Judicial review of the denial of a visa preference petition is for “abuse of discretion.” Song Jook Suh v. Rosenberg, 437 F.2d 1098, 1102 (9th Cir.1971). An abuse of discretion occurs when the decision is not supported by the evidence, or when the decision is based upon an incorrect legal standard. Id.; Loza-Bedoya v. INS, 410 F.2d 343, 346 (9th Cir.1969) (Decision to be affirmed if supported by any evidence); Pizarro v. District Director, 415 F.2d 481, 483 (9th Cir.1969) (Decision must be affirmed if supported by substantial evidence); Kaliski v. District Director, 620 F.2d 214, 216 and n. 1 (9th Cir.1980) (INS reversed because incorrect legal standard applied to uncontested facts). In the present case I affirm the INS’ decision on certain contested facts, but find that an incorrect legal standard was applied and that reversal is required. Id.

DISCUSSION

To’s first argument is that the action of the DOL in approving his petition for labor certification requires that the INS grant the visa preference requested. Although I understand this argument, I reject it on the authority of K.R.K. Irvine, Inc. v. Landon, 699 F.2d 1006, 1008-9 (9th Cir. 1983). As interpreted by the Ninth Circuit, the relevant statutes require that the DOL determine whether a given job category is or is not sufficiently filled by United States residents, and the INS then determines whether a specific alien has the qualifications for that job. That is what occurred here. The DOL certificate does not estop the INS from inquiring into To’s qualifications.

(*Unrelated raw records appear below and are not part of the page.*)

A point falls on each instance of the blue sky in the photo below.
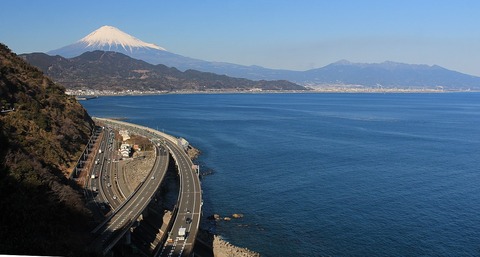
(295, 34)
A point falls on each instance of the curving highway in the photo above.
(188, 209)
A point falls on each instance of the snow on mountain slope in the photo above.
(113, 37)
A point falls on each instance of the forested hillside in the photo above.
(43, 132)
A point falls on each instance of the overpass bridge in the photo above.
(186, 215)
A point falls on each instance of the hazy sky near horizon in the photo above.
(294, 34)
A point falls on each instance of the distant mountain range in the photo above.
(386, 74)
(113, 71)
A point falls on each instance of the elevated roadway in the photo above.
(127, 212)
(188, 209)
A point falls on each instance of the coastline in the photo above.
(220, 247)
(88, 94)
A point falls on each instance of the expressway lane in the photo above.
(128, 212)
(188, 212)
(189, 207)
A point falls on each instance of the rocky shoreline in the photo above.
(220, 247)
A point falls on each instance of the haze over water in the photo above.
(330, 174)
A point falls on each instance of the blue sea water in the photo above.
(330, 174)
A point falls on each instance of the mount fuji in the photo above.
(108, 38)
(387, 74)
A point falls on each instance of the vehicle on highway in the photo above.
(181, 233)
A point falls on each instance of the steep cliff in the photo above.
(43, 132)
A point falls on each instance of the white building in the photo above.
(125, 149)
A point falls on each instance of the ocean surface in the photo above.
(330, 174)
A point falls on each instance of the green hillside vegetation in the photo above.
(42, 135)
(115, 71)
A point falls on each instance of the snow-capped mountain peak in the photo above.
(111, 37)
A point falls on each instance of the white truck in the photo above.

To’s next argument is that he does in fact have the qualifications for the “Chinese specialty cook” category, which is employment in that job for two years. To argues, first, that he gained many years’ experience in this field in Hong Kong. The INS ruled to the contrary, and discounted To’s alleged Hong Kong experience. I examine this decision to determine whether it was supported by substantial evidence.

The decision as to Hong Kong experience was supported by substantial evidence, viewing the record as a whole. To presented the live testimony of his former employer at a restaurant in Hong Kong, who testified that To had worked for her for the requisite period. The INS presented evidence that To had worked full time as a tailor’s apprentice during this period, and the INS also presented evidence from the husband of To’s employer to the effect that To had not worked at the restaurant run by himself and his wife. This witness subsequently retracted his affidavit, which had in turn retracted a previous statement in To’s favor. There were apparently two restaurants owned by the employers in Hong Kong, both bearing names which are translated for present purposes as “Lucky Cafe,” and this may be part of the source of the confusion. In any event the evidence as to whether To worked as a cook or as a tailor was in sharp conflict. There was evidence, and indeed substantial evidence, in favor of either conclusion. The INS decision must be affirmed as to lack of experience in Hong Kong prior to 1973.